El viaje de hoy fue porque las reparaciones de la corte de justicia ya habían llegado, un total de 10,000 taels de oro. Ya había encontrado buenas tiendas en los lados oeste, norte y este de la ciudad capital y estaba planeando usar este dinero para abrir tres clínicas de caridad. Bajo el nombre de la familia Han, tratarían a los pobres y proporcionarían medicamentos de forma gratuita. La familia Han no tenía suficientes manos, por lo que la decoración de las fachadas de las tiendas, la selección de medicamentos y el empleo de médicos y asistentes, junto con varios tipos de promociones publicitarias, ¡estaban esperando su opinión!

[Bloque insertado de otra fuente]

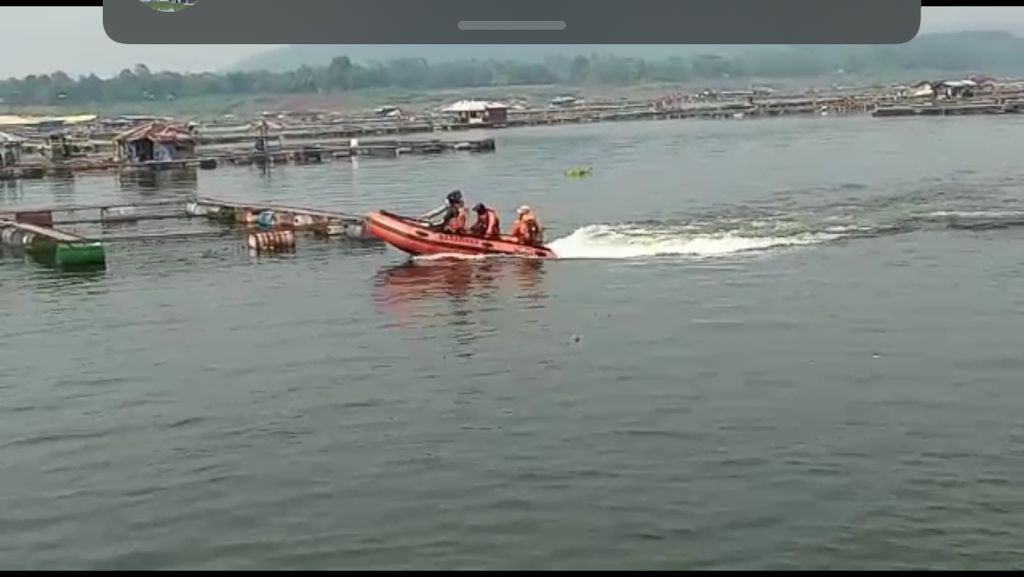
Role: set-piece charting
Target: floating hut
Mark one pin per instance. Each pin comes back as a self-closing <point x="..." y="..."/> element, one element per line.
<point x="478" y="113"/>
<point x="10" y="149"/>
<point x="155" y="141"/>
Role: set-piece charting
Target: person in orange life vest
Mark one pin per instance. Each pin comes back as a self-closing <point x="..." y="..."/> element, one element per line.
<point x="486" y="224"/>
<point x="457" y="223"/>
<point x="526" y="229"/>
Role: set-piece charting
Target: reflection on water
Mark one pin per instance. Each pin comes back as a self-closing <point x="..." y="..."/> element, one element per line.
<point x="460" y="294"/>
<point x="146" y="181"/>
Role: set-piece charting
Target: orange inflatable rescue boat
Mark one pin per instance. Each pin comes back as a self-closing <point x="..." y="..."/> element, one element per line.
<point x="416" y="238"/>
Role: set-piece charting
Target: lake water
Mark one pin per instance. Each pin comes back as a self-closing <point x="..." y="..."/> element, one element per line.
<point x="787" y="343"/>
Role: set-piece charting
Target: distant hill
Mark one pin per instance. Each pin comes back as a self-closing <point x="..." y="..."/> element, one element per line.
<point x="996" y="52"/>
<point x="291" y="57"/>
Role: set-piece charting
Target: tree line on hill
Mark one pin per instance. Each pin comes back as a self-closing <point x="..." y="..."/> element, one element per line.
<point x="989" y="52"/>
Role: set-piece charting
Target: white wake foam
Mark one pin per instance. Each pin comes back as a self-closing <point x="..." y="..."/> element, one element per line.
<point x="602" y="241"/>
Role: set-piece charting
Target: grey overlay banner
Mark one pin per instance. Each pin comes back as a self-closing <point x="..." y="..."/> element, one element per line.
<point x="518" y="22"/>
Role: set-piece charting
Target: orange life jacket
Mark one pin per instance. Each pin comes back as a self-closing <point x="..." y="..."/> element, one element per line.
<point x="527" y="230"/>
<point x="458" y="222"/>
<point x="487" y="224"/>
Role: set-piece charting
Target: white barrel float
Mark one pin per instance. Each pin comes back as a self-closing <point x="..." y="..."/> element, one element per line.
<point x="276" y="240"/>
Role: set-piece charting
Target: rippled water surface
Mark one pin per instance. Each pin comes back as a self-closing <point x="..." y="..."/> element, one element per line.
<point x="769" y="344"/>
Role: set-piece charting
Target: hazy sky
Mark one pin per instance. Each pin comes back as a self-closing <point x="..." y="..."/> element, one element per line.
<point x="72" y="39"/>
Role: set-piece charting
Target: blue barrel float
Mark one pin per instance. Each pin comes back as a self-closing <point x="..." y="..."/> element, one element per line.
<point x="265" y="219"/>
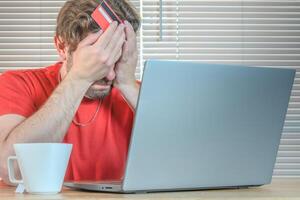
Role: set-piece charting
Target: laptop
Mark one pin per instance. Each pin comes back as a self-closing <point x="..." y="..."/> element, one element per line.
<point x="203" y="126"/>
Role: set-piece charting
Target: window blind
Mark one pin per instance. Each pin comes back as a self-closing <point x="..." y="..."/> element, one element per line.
<point x="27" y="29"/>
<point x="248" y="32"/>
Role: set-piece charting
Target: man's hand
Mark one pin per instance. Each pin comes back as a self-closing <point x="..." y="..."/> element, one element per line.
<point x="97" y="53"/>
<point x="126" y="65"/>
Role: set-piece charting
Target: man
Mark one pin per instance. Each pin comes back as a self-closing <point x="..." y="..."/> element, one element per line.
<point x="87" y="99"/>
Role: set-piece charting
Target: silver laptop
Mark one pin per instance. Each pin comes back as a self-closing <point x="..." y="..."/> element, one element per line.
<point x="203" y="126"/>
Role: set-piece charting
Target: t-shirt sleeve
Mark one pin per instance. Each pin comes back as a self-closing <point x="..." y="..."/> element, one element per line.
<point x="15" y="96"/>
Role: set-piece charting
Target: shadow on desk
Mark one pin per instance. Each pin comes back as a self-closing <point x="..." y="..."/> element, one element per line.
<point x="279" y="189"/>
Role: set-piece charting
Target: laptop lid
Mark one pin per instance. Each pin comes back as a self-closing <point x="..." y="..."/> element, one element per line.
<point x="206" y="125"/>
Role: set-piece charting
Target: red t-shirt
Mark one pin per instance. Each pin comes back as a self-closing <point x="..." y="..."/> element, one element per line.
<point x="99" y="149"/>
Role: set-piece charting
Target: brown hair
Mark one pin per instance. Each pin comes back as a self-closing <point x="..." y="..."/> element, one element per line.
<point x="74" y="20"/>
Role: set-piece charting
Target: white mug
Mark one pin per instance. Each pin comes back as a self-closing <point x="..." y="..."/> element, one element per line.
<point x="42" y="165"/>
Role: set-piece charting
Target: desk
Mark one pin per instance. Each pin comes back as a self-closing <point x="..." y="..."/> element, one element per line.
<point x="279" y="189"/>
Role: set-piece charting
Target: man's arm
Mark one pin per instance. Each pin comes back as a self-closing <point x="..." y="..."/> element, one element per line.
<point x="92" y="62"/>
<point x="126" y="66"/>
<point x="49" y="123"/>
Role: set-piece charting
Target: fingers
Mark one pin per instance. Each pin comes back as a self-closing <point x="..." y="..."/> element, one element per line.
<point x="116" y="52"/>
<point x="130" y="34"/>
<point x="90" y="39"/>
<point x="107" y="35"/>
<point x="117" y="40"/>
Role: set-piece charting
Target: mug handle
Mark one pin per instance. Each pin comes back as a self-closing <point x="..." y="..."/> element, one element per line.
<point x="11" y="171"/>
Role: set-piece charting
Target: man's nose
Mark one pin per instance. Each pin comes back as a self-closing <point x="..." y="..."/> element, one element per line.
<point x="111" y="75"/>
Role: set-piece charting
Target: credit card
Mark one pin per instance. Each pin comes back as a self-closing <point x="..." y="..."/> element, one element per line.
<point x="104" y="15"/>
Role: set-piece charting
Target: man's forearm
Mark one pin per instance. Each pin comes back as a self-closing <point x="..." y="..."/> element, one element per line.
<point x="51" y="121"/>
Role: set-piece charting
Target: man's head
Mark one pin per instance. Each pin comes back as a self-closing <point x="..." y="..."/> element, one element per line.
<point x="74" y="23"/>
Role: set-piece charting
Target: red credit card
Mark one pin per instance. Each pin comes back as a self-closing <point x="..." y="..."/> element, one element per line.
<point x="104" y="15"/>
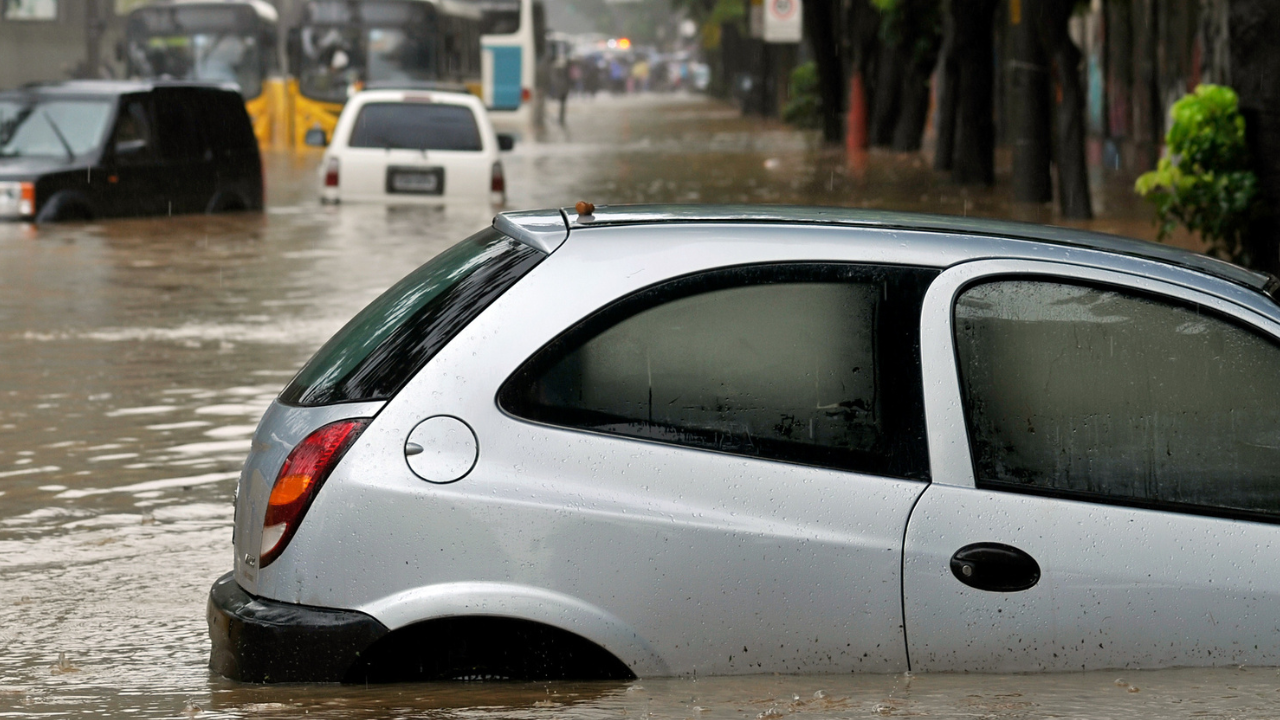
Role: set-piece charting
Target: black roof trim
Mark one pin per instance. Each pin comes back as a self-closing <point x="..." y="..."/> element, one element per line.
<point x="109" y="87"/>
<point x="888" y="219"/>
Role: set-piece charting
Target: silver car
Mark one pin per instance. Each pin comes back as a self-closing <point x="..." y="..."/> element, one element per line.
<point x="681" y="440"/>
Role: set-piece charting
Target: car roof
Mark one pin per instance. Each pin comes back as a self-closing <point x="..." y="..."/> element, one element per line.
<point x="434" y="96"/>
<point x="547" y="229"/>
<point x="108" y="87"/>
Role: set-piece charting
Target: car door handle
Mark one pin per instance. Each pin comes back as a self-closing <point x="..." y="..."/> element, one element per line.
<point x="995" y="566"/>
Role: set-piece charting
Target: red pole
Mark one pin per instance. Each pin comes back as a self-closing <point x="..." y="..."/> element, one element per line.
<point x="855" y="135"/>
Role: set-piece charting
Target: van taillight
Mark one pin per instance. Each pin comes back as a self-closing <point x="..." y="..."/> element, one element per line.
<point x="300" y="479"/>
<point x="497" y="181"/>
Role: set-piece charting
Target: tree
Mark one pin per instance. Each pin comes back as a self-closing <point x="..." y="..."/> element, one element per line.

Por supuesto, también estaban la familia Li y el hijo de Madam Chen. Han Yunxi nunca se había considerado una buena persona. De hecho, podía admitir que tenía una vena vengativa y era muy tacaña. Pero aún así, ella tenía compasión. Tanto Madam Chen como la pareja Li habían estado equivocados, pero ambos también eran inocentes. Sus familias lo eran aún más. Al final, Han Yunxi sacó algo de dinero como ayuda de socorro para la familia Li y ese niño. También dejó un mensaje de que, siempre que estuvieran dispuestos, podrían venir a ayudar a la clínica de caridad.
…
Nota del autor para los lectores: el duque de Qin está muy ocupado, mm, volverá pronto.